After dinner the four of them sat nervously apart in the common room. Nobody bothered them; none of the Gryffindors had anything to say to Harry any more, after all. This was the first night he hadn’t been upset by it. Hermione was skimming through all her notes, hoping to come across one of the enchantments they were about to try and break. Harry, Jay and Ron didn’t talk much. The three of them were thinking about what they were about to do.
Slowly, the room emptied as people drifted off to bed.
“Now is a better time then any,” said Ron. “Got the cloak?”
Jay got up and picked up the cloak he had been sitting on.

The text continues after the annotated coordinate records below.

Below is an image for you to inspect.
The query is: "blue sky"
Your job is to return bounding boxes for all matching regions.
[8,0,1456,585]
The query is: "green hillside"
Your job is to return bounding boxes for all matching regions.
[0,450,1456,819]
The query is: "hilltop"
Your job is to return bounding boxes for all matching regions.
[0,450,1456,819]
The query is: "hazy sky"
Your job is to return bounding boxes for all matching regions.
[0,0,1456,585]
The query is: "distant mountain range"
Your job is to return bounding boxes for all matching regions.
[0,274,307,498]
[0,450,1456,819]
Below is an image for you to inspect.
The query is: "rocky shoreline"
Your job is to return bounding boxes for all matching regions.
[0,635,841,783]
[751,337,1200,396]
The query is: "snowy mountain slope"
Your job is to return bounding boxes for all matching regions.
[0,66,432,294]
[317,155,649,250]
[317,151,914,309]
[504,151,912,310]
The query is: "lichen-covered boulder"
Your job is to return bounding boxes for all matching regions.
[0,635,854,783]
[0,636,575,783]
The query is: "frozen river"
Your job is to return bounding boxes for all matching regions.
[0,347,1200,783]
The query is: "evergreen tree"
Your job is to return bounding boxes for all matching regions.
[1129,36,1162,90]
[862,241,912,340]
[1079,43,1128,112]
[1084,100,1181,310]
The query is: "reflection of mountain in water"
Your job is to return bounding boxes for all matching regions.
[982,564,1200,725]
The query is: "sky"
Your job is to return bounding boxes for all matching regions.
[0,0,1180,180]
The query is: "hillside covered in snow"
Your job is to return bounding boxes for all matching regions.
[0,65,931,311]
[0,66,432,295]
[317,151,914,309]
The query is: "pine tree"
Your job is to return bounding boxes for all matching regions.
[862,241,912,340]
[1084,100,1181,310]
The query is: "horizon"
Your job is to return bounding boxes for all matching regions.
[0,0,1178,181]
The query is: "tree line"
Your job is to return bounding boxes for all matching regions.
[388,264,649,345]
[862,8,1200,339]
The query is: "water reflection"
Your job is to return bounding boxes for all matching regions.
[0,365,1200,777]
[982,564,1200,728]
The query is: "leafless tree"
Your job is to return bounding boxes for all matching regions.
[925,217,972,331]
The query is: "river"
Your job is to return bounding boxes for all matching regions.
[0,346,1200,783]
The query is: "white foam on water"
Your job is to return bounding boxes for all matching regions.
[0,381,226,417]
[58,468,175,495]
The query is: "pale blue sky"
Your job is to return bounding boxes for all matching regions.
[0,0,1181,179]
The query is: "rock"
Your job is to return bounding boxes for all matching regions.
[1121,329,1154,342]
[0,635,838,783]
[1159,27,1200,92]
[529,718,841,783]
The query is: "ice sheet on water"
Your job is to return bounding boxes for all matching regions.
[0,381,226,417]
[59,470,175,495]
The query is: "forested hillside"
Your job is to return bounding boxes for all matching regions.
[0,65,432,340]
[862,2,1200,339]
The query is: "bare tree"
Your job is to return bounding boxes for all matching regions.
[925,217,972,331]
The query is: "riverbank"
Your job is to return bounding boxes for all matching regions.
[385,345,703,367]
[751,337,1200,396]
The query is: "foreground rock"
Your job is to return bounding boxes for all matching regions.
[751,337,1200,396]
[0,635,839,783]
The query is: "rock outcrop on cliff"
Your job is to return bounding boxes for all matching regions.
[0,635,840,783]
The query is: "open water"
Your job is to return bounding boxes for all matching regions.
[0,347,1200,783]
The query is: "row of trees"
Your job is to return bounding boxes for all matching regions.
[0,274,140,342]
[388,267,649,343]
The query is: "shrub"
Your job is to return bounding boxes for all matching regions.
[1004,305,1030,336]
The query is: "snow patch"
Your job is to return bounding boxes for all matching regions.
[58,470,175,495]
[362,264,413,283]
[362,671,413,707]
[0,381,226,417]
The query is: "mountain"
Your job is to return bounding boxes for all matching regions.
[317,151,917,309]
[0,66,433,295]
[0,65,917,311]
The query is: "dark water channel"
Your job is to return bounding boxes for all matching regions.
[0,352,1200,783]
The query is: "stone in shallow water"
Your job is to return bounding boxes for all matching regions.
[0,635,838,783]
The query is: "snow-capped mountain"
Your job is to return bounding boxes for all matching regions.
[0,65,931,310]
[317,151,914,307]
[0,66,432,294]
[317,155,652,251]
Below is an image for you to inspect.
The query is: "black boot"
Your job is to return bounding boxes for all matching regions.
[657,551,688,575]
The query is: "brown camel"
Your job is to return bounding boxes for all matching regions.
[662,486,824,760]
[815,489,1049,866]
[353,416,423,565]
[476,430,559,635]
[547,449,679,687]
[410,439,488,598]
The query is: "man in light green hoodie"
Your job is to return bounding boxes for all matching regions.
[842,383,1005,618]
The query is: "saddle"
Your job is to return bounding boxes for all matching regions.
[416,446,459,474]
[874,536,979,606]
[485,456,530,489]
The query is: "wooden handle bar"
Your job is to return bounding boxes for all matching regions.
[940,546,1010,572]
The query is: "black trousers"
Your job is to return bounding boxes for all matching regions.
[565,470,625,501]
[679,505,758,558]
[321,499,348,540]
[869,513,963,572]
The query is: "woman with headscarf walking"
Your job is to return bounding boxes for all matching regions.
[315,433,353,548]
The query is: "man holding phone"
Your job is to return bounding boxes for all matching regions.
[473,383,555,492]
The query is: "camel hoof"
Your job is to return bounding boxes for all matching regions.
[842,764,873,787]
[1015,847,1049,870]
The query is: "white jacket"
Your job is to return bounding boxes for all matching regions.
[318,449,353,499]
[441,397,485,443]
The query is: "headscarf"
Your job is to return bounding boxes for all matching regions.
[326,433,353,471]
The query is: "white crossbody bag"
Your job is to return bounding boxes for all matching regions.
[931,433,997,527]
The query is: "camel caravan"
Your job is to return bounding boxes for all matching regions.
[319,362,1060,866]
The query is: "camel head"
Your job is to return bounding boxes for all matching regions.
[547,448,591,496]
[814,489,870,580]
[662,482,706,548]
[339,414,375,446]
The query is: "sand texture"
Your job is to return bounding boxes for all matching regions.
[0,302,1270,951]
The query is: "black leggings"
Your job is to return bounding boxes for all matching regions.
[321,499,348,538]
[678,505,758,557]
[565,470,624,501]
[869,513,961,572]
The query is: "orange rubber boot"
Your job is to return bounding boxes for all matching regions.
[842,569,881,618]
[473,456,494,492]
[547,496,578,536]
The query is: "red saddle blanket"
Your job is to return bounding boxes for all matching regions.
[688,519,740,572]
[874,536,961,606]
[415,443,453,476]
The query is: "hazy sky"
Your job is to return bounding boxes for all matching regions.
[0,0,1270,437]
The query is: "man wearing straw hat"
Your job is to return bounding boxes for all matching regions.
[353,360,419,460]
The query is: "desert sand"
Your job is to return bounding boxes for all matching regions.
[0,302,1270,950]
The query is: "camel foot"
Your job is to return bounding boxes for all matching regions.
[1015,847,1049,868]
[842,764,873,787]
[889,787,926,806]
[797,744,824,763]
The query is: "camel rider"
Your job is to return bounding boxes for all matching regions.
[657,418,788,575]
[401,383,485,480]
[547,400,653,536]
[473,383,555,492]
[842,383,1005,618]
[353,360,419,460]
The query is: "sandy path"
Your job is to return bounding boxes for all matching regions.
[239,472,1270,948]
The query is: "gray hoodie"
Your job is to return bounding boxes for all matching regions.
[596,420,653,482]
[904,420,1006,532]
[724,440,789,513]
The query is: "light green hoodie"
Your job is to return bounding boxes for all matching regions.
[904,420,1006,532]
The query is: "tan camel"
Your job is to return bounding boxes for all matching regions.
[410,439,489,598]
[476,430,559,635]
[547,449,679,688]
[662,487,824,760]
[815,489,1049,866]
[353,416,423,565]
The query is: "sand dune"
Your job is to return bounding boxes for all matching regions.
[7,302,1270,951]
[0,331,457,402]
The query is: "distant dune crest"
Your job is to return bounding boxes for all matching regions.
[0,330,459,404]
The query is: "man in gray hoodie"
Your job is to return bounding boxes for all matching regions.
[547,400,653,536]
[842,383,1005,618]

“Hold on,” said Harry as he ran up stairs. He rummaged through his trunk until he found what he was looking for; the flute Hagrid had given him for Christmas. He didn’t feel like singing Fluffy to sleep.
He ran back down to the common room.
“We’d better put the cloak on here, and make sure it covers all four of us,” said Harry. “If Filch spots one of our feet wandering along on its own –”
“What are you doing?” said a voice from the corner of the room. Neville appeared behind an armchair clutching Trevor the toad, who looked as though he’d been making another bid for freedom.
“We were just talking, Neville,” said Jay, hurriedly putting the cloak behind his back.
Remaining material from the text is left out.